Esa tendencia a la concentración no es incoherente con la tenaz resistencia a ampliar la apoyatura política que el núcleo duro del Pro ha exhibido desde antes de la elección que llevó a Macri a Balcarce 50. En aquellas primeras instancias se expresó en la negativa a negociar un acuerdo electoral con los renovadores de Sergio Massa. Considerando que la victoria en el ballotage era un argumento en favor de esa intransigencia, el propio Macri aclaró antes de asumir que su presidencia no sería “deliberativa” y que él no sería la cabeza de un gobierno de coalición.
Los dilemas de la intransigencia
Lo que entonces parecía la semilla de un decisionismo ejecutivo (que por cierto no es ajeno a la genética argentina) revela quizás algunas convicciones del núcleo duro del Pro que las instancias críticas someten a prueba.Una de esas creencias es que el país - no a pesar de, sino precisamente por el aislamiento que indujo el modelo kirchnerista, por el atraso relativo de su infraestructura y el bajo costo de sus activos- es una tentación potencial para los inversores y está en condiciones de iniciar un ciclo largo de desarrollo y buenos negocios si se ajustan algunas tuercas.

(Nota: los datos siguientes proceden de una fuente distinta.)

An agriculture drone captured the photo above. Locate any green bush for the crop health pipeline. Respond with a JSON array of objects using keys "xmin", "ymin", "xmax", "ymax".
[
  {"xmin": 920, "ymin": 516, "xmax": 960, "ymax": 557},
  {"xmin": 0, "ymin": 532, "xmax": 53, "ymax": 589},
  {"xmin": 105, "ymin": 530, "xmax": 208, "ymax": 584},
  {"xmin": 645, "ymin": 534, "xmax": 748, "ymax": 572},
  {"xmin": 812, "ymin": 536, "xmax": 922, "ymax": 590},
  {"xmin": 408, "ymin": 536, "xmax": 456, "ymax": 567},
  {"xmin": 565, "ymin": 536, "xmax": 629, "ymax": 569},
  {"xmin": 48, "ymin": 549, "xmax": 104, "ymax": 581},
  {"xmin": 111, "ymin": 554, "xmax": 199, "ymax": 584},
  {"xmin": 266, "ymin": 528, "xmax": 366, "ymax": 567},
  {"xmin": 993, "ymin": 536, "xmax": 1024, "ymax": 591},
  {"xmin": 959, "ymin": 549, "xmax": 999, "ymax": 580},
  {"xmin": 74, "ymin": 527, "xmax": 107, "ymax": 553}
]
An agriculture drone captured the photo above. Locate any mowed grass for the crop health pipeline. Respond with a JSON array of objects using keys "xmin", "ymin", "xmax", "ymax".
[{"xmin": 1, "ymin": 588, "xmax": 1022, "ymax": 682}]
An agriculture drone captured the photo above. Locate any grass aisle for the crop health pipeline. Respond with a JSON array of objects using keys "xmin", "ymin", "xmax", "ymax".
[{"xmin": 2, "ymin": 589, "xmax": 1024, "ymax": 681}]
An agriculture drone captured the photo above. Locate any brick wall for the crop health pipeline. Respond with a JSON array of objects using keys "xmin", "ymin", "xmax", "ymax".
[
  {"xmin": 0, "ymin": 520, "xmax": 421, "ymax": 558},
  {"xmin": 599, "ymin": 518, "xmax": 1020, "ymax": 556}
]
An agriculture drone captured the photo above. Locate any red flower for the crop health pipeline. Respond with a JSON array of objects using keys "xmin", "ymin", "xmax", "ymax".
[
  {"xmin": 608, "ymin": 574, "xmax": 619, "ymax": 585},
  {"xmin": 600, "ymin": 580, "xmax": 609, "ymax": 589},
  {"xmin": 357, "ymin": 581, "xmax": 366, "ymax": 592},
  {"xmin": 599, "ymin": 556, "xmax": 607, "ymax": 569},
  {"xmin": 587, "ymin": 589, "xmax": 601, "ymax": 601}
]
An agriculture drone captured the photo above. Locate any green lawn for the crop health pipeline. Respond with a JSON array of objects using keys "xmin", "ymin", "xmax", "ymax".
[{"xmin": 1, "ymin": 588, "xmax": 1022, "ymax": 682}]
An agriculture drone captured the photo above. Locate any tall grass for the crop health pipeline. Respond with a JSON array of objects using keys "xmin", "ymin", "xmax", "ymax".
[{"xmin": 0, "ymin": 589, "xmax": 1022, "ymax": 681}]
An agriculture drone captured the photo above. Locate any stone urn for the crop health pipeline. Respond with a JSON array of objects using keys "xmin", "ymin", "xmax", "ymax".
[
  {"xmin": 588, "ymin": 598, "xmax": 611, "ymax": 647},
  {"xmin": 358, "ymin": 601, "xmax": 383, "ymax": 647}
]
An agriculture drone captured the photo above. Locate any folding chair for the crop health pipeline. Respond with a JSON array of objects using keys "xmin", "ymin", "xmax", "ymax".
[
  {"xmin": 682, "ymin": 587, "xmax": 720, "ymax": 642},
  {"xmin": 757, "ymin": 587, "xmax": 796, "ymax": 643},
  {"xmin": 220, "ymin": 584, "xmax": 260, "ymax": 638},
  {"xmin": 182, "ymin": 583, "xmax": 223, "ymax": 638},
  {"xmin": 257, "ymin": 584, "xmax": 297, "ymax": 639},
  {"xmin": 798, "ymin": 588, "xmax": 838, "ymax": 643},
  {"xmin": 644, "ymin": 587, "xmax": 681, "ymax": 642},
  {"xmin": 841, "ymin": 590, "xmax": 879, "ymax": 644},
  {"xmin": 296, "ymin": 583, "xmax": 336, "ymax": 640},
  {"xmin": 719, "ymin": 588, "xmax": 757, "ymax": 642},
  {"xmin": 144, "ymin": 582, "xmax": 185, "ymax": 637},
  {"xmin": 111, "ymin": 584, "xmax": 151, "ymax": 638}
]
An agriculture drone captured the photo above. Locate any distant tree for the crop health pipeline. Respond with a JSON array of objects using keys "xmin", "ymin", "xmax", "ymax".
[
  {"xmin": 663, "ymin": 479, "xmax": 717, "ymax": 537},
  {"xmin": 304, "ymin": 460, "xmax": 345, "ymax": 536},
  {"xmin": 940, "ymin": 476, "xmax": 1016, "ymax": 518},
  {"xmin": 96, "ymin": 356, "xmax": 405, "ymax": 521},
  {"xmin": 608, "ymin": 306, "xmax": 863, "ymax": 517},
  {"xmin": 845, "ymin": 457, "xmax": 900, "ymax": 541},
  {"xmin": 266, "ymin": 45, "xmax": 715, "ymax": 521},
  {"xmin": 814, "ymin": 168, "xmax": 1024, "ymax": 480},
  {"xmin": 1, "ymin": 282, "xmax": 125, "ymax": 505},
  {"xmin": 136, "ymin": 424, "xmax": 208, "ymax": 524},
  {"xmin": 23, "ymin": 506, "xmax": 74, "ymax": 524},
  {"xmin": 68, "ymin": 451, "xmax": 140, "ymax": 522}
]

Otra convicción, no menos concluyente, es que para impulsar ese proceso se necesita una conducción concentrada, flexible en los modos pero estricta en el cumplimiento de sus objetivos.

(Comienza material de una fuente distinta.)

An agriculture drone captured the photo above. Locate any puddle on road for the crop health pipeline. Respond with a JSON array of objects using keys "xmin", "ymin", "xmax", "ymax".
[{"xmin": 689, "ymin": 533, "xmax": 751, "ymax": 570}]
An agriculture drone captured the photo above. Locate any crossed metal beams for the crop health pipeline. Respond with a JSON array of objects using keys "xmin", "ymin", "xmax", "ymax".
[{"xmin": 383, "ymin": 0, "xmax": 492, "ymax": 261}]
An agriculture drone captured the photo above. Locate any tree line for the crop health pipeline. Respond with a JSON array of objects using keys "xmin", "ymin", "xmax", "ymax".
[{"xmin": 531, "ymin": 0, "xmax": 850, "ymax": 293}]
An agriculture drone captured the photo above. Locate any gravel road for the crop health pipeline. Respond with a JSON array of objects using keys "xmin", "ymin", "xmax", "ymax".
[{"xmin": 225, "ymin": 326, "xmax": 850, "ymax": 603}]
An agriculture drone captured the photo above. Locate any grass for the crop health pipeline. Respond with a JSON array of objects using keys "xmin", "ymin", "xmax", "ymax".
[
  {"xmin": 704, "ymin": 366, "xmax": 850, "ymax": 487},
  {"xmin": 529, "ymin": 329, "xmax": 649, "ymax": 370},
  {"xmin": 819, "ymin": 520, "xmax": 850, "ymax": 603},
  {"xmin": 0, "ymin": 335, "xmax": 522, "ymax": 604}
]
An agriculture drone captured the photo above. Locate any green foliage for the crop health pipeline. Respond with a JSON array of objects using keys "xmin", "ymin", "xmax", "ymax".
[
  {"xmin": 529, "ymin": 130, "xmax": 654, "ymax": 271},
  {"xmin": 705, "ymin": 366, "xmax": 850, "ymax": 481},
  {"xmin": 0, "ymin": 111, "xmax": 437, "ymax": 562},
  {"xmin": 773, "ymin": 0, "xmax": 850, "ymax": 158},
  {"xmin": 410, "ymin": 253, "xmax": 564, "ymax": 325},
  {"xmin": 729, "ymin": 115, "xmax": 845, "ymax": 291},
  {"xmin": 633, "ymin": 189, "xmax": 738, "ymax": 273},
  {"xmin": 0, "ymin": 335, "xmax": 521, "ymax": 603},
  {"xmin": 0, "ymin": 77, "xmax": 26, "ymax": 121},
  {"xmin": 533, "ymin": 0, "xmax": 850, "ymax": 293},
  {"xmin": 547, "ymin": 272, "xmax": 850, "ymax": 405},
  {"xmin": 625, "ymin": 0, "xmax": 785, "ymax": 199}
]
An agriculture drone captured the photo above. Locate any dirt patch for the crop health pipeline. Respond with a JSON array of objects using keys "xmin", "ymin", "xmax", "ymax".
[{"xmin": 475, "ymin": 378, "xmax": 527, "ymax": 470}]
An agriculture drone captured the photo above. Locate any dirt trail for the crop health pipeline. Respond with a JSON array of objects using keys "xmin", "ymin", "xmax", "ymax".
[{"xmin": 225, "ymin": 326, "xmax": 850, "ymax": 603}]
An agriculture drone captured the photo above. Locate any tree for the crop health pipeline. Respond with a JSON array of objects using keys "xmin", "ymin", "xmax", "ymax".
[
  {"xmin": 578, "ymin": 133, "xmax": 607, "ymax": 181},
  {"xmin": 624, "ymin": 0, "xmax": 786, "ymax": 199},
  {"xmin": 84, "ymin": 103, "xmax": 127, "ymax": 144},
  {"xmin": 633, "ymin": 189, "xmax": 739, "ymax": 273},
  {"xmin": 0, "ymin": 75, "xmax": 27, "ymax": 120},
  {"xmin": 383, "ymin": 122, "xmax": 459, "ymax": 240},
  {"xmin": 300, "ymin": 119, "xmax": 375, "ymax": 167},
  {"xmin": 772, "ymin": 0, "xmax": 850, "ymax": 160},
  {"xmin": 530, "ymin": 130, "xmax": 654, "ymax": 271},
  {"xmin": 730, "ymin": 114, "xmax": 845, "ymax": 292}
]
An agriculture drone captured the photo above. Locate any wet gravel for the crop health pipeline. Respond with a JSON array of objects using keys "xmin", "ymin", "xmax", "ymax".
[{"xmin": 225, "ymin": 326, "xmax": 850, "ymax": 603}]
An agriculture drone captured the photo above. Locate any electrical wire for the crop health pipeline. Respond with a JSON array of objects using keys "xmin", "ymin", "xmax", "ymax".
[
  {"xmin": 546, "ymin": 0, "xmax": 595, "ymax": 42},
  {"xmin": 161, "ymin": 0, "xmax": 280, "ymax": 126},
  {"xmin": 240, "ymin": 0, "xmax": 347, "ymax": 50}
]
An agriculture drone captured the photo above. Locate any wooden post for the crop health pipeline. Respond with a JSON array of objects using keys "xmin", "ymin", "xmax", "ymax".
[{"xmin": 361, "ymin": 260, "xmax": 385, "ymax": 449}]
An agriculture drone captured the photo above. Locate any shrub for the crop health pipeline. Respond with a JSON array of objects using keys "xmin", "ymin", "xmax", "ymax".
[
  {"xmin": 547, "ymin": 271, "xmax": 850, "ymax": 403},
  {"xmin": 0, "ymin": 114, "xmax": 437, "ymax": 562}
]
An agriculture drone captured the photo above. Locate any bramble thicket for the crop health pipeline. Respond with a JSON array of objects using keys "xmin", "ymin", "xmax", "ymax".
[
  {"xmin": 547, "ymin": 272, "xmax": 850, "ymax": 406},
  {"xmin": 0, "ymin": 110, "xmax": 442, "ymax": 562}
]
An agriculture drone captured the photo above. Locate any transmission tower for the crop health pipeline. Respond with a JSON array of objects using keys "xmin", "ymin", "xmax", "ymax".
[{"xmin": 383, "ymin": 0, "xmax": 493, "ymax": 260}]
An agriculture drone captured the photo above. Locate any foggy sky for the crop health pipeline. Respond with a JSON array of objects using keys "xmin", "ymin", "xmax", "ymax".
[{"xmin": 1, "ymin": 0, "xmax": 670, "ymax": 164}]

Esa línea de pensamiento ingresa en zona dilemática cuando la concentración pone en peligro la gobernabilidad o cuando la rigidez programática encuentra resistencias sociales fuertes. El kirchnerismo se internó en esa zona, por ejemplo, cuando insistió con la Resolución 125: desató un conflicto con el campo que no tardó en generalizarse, le provocó retroceso político y, a la larga, la derrota.
En esas encrucijadas, ¿hay que privilegiar la gobernabilidad y ampliar las bases políticas de sustentación (lo que implica negociar y acordar hacia adentro y hacia afuera de la coalición)? ¿O hay que insistir en la concentración, en la idea de un núcleo puro imprescindible, portador y auspiciante del “cambio de cultura”; en la apuesta de ser conducción y artífice de un ciclo largo de reorganización de la política, los negocios y la inserción internacional?
Por el momento - asimilando las incertidumbres intestinas que alimentan las encuestas, las peripecias de los precios y los saltos del dólar- prevalece en el gobierno la línea del “núcleo duro”.
Como siempre, la última palabra la tiene la realidad.